Parental effects on offspring performance have been attributed to many factors such as parental age, size, and condition. However, we know little about how these different parental characteristics interact to determine parental effects, or the extent to which their effect on offspring depends on either the sex of the parent or that of the offspring. Here we experimentally tested for main effects of variation in parents' early diet and inbreeding levels, as well as effects of parental age, and for potential interactive effects of these three factors on key aspects of offspring development in the mosquitofish (Gambusia holbrooki). Older mothers produced offspring that were significantly smaller at birth. This negative effect of maternal age on offspring size was still evident at maturation as older mothers had smaller daughters, but not smaller sons. The daughters of older mothers did, however, reach maturity sooner. Paternal age did not affect offspring body size, but it had a complex effect on their sons' relative genital size. When initially raised on a food-restricted diet, older fathers sired sons with relatively smaller genitalia, but when fathers were initially raised on a control diet their sons had relatively larger genitalia.
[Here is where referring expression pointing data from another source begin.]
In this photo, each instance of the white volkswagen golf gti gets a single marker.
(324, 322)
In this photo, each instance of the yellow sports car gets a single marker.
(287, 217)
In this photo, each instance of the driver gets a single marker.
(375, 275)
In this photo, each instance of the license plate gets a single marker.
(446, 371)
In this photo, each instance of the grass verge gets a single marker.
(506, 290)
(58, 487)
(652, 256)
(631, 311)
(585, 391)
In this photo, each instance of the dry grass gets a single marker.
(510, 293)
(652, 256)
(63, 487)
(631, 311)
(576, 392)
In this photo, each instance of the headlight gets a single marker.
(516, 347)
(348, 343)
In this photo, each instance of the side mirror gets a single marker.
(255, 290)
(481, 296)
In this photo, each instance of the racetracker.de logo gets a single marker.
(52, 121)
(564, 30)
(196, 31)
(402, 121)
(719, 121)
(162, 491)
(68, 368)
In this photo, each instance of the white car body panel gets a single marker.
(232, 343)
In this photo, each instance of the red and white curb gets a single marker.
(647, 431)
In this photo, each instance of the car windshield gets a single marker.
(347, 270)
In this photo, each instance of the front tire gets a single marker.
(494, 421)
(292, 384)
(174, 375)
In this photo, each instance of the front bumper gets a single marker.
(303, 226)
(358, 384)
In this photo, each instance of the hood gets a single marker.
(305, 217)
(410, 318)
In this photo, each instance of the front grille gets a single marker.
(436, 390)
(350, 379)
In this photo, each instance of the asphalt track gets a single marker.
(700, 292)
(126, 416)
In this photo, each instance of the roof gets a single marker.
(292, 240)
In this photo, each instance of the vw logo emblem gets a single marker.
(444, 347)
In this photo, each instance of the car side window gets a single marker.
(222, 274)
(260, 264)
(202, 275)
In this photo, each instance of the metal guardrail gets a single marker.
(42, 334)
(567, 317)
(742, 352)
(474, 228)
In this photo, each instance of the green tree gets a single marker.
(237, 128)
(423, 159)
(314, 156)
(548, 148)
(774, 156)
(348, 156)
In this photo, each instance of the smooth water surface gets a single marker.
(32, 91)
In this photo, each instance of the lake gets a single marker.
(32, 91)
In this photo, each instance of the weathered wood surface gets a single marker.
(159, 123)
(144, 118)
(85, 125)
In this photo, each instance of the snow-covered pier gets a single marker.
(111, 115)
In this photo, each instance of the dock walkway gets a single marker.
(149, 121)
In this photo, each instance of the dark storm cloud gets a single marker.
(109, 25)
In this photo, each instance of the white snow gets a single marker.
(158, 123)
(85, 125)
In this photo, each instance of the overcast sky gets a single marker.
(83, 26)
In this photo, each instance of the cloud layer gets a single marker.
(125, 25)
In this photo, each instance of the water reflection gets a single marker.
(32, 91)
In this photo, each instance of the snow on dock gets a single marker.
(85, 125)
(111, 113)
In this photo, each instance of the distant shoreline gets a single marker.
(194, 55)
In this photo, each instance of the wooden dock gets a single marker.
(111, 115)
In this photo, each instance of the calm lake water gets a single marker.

The inbreeding status of mothers and fathers had no significant effects on any of the measured offspring traits. Our results indicate that the manifestation of parental effects can be complex. It can vary with both parent and offspring sex; can change over an offspring's life; and is sometimes evident as an interaction between different parental traits. Understanding this complexity will be important to predict the role of parental effects in adaptation.